I'm looking for an appropriate test to assess significance of (dis)similarity between binary vectors. Working example in R: denote the values of 10 features of 5 products by 0 (no feature present) or 1 (product has this feature)
mtrx <- rbind(c(rep(1, 4), rep(0, 6)), c(0, rep(1, 4), rep(0, 5)), c(rep(0, 3), rep(1, 3), rep(0, 4)), c(rep(0, 6), rep(1, 4)), c(rep(0, 6), rep(1, 3), 0))
In my actual dataset the number of features is of the order of thousands and the number of 1s per product varies wildly. I'd like to (i) have a measure of assessing (dis)similarity of products and (ii) assessing how significant this is.
Many measures came to my mind: Hamming distance, MCC etc. For instance,
sum(mtrx[1, ] != mtrx[2, ]) # Hamming distance of products 1 and 2 is 2
To assess whether this is significant or not I tried permutation tests, for instance (null hypothesis is that they are the same)
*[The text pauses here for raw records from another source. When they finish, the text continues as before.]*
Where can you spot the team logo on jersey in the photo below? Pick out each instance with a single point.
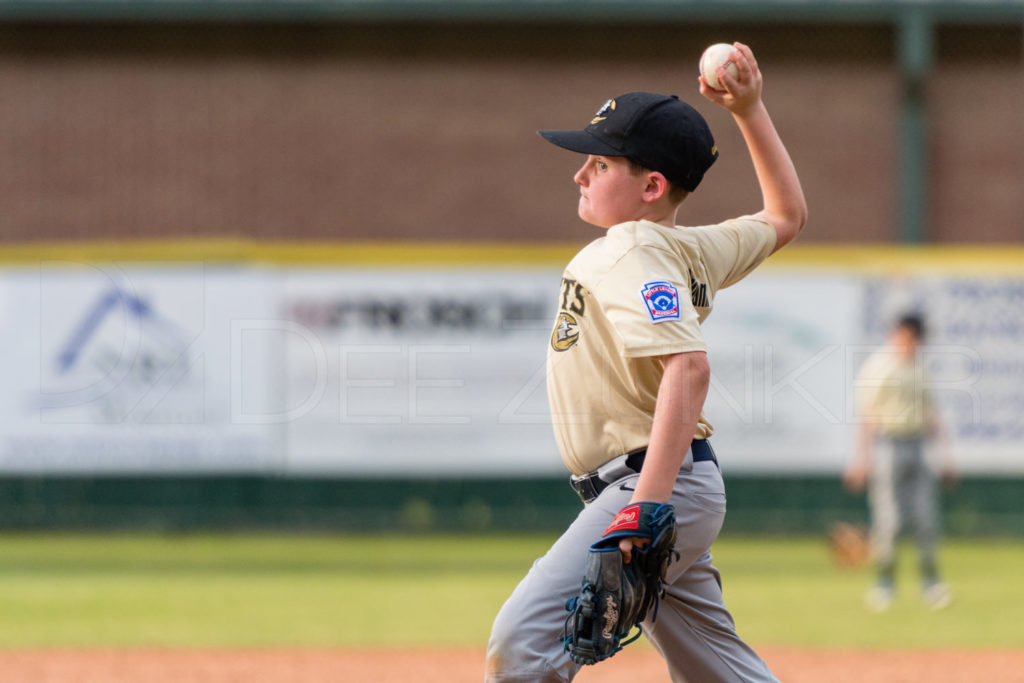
(663, 301)
(566, 332)
(602, 113)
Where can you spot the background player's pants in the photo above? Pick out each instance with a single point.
(693, 632)
(903, 489)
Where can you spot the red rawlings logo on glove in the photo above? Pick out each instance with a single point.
(628, 518)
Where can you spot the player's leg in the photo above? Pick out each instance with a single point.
(924, 508)
(693, 631)
(884, 509)
(524, 643)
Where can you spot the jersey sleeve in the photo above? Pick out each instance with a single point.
(646, 299)
(734, 248)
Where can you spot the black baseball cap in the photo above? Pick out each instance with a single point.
(659, 132)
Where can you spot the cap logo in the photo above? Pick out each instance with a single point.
(602, 113)
(663, 301)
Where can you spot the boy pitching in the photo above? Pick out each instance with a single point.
(628, 371)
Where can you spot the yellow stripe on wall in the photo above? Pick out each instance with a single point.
(973, 259)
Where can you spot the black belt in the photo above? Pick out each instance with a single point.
(590, 485)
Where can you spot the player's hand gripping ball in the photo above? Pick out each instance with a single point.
(719, 54)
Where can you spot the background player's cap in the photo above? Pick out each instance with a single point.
(659, 132)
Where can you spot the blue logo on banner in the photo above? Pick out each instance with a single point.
(663, 301)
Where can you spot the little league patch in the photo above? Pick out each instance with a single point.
(663, 301)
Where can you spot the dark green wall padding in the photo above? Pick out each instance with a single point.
(797, 504)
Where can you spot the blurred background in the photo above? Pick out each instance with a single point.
(294, 265)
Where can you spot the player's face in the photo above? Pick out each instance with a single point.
(609, 193)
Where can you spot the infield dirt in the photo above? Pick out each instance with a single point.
(455, 666)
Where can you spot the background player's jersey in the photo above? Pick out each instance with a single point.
(639, 293)
(891, 391)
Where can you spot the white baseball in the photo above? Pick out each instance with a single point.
(719, 54)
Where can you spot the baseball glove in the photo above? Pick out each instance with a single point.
(848, 545)
(615, 597)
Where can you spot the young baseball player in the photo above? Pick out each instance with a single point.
(897, 417)
(628, 372)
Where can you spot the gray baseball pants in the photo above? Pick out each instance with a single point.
(693, 631)
(903, 493)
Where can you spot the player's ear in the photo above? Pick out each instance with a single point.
(656, 186)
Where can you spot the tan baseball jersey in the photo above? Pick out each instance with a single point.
(639, 293)
(891, 392)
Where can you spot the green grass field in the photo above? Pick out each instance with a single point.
(230, 591)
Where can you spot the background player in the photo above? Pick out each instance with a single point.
(897, 416)
(628, 371)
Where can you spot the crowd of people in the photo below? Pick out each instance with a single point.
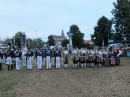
(81, 58)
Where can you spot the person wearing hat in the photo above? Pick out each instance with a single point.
(57, 55)
(29, 58)
(66, 57)
(99, 57)
(9, 54)
(17, 58)
(38, 56)
(48, 55)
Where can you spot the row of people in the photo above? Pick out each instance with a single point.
(81, 57)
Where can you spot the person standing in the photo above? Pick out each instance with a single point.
(0, 61)
(75, 58)
(83, 55)
(38, 56)
(57, 55)
(66, 57)
(48, 55)
(2, 57)
(17, 58)
(29, 58)
(9, 54)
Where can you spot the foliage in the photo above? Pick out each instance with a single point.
(51, 41)
(121, 19)
(35, 42)
(77, 37)
(102, 32)
(64, 42)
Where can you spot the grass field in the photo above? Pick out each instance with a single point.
(85, 82)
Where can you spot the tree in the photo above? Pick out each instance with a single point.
(102, 32)
(77, 37)
(64, 42)
(35, 42)
(51, 40)
(121, 19)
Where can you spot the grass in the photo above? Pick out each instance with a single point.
(85, 82)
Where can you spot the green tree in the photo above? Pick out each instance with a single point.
(51, 41)
(121, 19)
(64, 42)
(77, 37)
(102, 32)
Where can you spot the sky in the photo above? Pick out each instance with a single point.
(41, 18)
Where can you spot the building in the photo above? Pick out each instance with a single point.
(59, 38)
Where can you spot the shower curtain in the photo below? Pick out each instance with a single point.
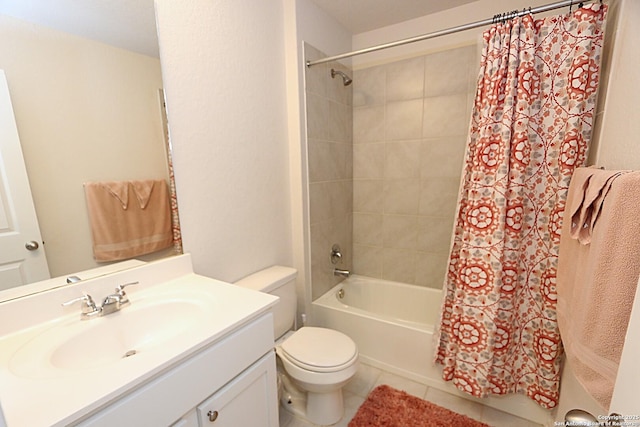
(531, 126)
sim <- replicate(10000, sample(c(mtrx[1, ], mtrx[2, ]))) sum(colSums(sim[1:10, ] != sim[11:20, ]) >= 2 )/ 10000
In my real dataset almost all "p-values" I obtain this way are zero, since it's impossible to create all possible permutations. How could I add a confidence interval to the calculated p-value? Is there a better way to do the whole thing?